Like I say, I have the feeling I know what you are going to say. Because I not only remember what you used to tell me, I remember the profound feeling that you and I, despite the difference in our ages, were cut from the same bolt of cloth, that we shared the same kind of spirit. What I want you to do—and I don’t know how to tell you how grateful I will be—is for you to say if you think this idea of mine is worth following. I want to hear it from you so that I can show your words to my wonderful lady. I want your blessing. Is it still one of the great truths that a man should follow his dream?
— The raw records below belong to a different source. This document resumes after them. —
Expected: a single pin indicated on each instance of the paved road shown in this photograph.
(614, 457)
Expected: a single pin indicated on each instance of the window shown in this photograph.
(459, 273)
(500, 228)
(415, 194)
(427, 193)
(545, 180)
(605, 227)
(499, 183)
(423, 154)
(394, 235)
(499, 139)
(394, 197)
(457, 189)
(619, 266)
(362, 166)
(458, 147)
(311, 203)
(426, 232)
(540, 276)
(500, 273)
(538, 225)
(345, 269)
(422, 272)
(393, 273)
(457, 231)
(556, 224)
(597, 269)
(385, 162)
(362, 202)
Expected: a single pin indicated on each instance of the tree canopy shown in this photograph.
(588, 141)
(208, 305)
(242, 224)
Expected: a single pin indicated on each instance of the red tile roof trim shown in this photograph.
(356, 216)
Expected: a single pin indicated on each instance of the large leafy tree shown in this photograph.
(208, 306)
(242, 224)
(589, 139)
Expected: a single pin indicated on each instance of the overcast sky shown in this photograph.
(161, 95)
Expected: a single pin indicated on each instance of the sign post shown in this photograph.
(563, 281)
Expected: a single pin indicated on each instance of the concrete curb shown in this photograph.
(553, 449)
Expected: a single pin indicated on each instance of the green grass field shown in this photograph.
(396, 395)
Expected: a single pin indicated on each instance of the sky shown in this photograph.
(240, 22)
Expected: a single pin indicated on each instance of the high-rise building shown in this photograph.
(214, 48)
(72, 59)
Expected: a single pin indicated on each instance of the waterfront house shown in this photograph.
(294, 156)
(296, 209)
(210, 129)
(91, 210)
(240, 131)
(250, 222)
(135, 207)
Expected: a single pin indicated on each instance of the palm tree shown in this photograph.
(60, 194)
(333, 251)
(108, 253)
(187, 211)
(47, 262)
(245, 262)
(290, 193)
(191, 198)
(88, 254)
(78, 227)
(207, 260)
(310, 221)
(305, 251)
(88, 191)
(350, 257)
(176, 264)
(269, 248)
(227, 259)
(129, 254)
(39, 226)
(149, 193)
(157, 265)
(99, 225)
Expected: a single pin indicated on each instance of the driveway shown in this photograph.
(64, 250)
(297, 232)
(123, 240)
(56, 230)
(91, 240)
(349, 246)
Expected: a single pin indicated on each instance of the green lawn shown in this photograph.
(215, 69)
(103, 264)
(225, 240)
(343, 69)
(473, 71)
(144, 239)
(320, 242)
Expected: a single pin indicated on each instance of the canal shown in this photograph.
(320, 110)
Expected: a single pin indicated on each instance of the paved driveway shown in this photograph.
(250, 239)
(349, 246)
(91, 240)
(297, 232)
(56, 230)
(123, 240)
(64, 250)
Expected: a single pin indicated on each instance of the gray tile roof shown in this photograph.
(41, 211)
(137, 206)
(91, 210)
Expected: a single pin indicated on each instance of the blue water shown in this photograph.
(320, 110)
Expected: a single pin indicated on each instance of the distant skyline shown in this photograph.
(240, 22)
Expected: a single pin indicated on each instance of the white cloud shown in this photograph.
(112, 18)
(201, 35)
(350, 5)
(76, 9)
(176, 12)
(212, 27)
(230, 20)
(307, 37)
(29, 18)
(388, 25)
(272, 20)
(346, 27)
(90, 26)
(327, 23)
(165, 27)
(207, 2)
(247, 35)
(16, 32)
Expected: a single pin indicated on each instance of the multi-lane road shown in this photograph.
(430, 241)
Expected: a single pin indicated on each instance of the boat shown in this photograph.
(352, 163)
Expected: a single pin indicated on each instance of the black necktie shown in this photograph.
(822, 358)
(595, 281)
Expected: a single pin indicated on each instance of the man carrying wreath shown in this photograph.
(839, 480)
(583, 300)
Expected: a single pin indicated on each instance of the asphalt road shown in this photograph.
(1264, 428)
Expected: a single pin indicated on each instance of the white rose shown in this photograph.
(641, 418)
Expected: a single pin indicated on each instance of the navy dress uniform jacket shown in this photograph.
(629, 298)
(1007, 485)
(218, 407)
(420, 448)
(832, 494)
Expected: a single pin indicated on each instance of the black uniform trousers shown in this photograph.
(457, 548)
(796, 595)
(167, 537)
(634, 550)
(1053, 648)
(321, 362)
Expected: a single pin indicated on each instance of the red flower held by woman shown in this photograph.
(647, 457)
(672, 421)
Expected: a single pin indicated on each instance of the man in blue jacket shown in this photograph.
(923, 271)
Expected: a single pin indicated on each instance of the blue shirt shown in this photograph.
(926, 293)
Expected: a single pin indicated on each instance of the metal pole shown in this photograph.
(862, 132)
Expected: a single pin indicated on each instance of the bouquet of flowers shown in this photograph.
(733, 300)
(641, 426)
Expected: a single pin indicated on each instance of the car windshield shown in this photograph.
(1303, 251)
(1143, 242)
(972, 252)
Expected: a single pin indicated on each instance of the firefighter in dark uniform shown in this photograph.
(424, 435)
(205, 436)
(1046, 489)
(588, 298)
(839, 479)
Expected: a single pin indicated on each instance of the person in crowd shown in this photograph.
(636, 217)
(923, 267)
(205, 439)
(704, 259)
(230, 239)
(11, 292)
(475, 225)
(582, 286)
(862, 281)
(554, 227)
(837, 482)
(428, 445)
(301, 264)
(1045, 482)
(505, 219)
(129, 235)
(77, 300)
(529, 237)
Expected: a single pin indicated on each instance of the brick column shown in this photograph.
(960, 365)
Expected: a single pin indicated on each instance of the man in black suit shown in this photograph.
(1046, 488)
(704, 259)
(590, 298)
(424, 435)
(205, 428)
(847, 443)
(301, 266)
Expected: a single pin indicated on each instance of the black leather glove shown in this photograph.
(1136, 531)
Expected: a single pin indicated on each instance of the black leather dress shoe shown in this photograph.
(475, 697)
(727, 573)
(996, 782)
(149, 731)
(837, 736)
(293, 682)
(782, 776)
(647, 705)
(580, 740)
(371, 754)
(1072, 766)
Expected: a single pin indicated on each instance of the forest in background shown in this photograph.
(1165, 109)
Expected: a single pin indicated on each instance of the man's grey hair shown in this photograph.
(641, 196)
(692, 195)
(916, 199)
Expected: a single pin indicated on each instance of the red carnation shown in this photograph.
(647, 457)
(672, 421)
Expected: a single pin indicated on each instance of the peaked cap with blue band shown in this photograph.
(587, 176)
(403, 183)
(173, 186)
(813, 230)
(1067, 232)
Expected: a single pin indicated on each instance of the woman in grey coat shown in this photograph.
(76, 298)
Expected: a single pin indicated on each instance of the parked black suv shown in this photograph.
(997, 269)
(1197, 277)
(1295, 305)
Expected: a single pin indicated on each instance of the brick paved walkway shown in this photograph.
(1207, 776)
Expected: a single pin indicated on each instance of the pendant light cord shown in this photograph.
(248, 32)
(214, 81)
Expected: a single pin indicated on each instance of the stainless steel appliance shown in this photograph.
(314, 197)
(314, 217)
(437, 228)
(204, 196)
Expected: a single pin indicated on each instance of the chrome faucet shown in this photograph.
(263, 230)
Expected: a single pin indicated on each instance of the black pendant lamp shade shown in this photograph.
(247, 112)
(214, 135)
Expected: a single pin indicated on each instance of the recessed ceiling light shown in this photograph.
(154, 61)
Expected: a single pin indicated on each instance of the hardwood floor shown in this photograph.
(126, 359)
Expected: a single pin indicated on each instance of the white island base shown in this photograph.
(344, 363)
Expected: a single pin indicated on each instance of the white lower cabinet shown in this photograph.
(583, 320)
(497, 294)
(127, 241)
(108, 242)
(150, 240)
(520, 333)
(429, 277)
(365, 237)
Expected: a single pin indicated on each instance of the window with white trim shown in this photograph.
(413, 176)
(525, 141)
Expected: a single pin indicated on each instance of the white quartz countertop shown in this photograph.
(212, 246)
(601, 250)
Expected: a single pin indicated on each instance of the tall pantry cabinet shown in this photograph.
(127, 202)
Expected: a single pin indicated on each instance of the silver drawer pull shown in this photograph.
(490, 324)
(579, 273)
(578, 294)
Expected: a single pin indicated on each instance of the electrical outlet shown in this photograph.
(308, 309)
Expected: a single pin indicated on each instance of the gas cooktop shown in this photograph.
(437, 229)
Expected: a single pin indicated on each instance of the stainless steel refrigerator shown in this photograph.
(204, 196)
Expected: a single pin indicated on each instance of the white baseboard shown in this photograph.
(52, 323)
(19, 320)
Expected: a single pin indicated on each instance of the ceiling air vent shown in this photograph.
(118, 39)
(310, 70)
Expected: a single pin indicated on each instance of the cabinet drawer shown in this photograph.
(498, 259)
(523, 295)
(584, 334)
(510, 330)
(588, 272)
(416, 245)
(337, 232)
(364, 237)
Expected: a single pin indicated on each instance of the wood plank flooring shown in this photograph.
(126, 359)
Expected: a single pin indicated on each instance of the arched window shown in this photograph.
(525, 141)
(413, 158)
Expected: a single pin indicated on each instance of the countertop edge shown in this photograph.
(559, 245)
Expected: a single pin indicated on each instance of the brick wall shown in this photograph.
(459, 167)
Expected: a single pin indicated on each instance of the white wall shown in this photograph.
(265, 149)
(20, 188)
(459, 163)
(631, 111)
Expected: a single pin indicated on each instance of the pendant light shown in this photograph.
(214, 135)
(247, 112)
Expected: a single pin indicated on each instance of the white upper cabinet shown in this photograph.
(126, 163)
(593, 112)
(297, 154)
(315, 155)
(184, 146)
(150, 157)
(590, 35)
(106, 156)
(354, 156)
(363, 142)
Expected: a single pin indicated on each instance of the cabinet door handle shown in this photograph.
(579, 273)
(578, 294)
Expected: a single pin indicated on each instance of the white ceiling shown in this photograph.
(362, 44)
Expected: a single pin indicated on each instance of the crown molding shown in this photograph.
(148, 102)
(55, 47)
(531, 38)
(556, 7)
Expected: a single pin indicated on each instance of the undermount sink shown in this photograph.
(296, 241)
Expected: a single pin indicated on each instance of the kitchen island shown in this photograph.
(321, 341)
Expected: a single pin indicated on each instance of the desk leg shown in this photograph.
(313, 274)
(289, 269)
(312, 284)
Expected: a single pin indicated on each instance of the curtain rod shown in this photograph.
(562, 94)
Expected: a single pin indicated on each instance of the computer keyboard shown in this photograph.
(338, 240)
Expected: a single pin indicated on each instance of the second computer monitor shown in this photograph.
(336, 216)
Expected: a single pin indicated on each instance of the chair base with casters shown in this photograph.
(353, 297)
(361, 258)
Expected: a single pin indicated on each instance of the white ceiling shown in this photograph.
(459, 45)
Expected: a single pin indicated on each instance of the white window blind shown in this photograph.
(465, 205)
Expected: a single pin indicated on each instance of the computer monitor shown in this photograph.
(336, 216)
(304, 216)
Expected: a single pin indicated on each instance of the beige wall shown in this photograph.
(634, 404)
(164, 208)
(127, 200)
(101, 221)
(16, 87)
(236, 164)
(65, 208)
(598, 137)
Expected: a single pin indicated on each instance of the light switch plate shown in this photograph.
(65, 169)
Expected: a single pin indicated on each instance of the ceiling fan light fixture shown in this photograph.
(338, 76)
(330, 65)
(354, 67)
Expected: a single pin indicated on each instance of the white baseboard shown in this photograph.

That is my question.
Please accept my best wishes and my hope that you are in good health and that all is well with you. And, thank you once again for being the teacher I loved best and the one whose words have stayed with and sustained me over the years.
Your loving student,
Larry
September 8, 2023
Dear Larry,
Yes, of course, I remember you. And it was certainly nice to hear from an old student after so many years.
By all means, be true to your heart and do what it is you think you have to do. And I wish you nothing but luck!
You mention that your friend, Mathilde, is a nurse. Do you know if she has access to a medication called Percodan? The reason I ask is that I take that medication, and the staff here has been reluctant to continue my prescription. I like the comfort of knowing that I have a goodly supply of it on hand.
If I can now call on you to do me a favor, as you have called on me to do one for you: please ask Mathilde if she can obtain for me a supply of this medication. I would like to have at least thirty, although fifty would be optimum.
I am waiting most anxiously to hear from you. I believe that you will come through for me on this. I have always had that kind of faith in you.